Rahasia di balik masalah ini adalah kurangnya perlindungan hukum dan pengawasan terhadap praktik pengiriman tenaga kerja ke luar negeri. Menurut Evita, regulasi yang lebih ketat akan meningkatkan perlindungan hukum, termasuk mekanisme bantuan hukum serta perlindungan bagi korban TPPO. “Dengan RUU ini, kita ingin memastikan negara memiliki sistem pengawasan yang lebih ketat dalam mengontrol keberangkatan pekerja migran ke negara-negara dengan risiko tinggi perdagangan orang,” jelasnya.

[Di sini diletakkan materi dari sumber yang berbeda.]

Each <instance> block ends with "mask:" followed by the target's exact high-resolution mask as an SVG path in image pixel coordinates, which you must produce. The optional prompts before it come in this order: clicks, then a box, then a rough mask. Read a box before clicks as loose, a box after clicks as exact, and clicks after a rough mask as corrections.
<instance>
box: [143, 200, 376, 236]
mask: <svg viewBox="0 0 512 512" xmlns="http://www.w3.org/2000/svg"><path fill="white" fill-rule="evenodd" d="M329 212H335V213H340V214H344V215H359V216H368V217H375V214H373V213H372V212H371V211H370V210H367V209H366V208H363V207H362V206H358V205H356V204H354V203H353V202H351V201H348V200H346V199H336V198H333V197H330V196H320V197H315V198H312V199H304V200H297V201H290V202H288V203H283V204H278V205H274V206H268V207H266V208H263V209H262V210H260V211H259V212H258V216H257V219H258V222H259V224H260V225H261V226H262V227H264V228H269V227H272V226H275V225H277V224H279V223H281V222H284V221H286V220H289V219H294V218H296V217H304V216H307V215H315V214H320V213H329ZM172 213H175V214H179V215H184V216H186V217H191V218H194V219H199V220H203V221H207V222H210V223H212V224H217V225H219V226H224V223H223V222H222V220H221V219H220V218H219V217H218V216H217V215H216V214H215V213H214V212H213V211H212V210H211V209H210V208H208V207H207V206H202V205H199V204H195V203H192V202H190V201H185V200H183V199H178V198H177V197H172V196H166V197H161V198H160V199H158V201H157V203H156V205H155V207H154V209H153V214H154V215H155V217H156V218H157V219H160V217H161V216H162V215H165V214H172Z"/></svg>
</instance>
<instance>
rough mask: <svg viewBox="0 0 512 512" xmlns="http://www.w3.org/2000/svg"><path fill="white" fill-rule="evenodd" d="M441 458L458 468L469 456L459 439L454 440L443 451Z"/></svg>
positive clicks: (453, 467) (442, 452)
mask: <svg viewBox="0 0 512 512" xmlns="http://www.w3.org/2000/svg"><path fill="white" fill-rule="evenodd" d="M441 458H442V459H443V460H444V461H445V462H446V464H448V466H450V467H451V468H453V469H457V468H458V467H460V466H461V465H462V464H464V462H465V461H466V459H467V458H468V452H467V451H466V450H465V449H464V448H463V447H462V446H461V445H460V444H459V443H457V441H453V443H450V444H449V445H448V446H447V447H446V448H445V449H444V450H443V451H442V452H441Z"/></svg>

Wakil Ketua Komisi VII ini menyatakan bahwa DPR akan berupaya memastikan kebijakan yang dihasilkan lewat RUU P2MI benar-benar melindungi WNI agar tidak kembali menjadi korban perdagangan orang di luar negeri. “Sudah banyak sekali anak-anak bangsa yang tertipu dan menjadi korban perdagangan orang atas iming-iming pekerjaan bergaji besar di luar negeri. Tak sedikit juga yang kemudian disiksa dan mengalami bentuk-bentuk kekerasan lainnya,” keluh politisi dari Partai Demokrasi Indonesia Perjuangan (PDIP) tersebut.
Selain itu, PDIP mengusulkan agar RUU P2MI menyediakan ruang bagi pekerja migran Indonesia yang bekerja secara ilegal untuk melaporkan diri ke Kedutaan Besar Republik Indonesia (KBRI) atau ke Konsulat Jenderal Republik Indonesia (KJRI) di negara tempat mereka bekerja apabila mengalami kekerasan.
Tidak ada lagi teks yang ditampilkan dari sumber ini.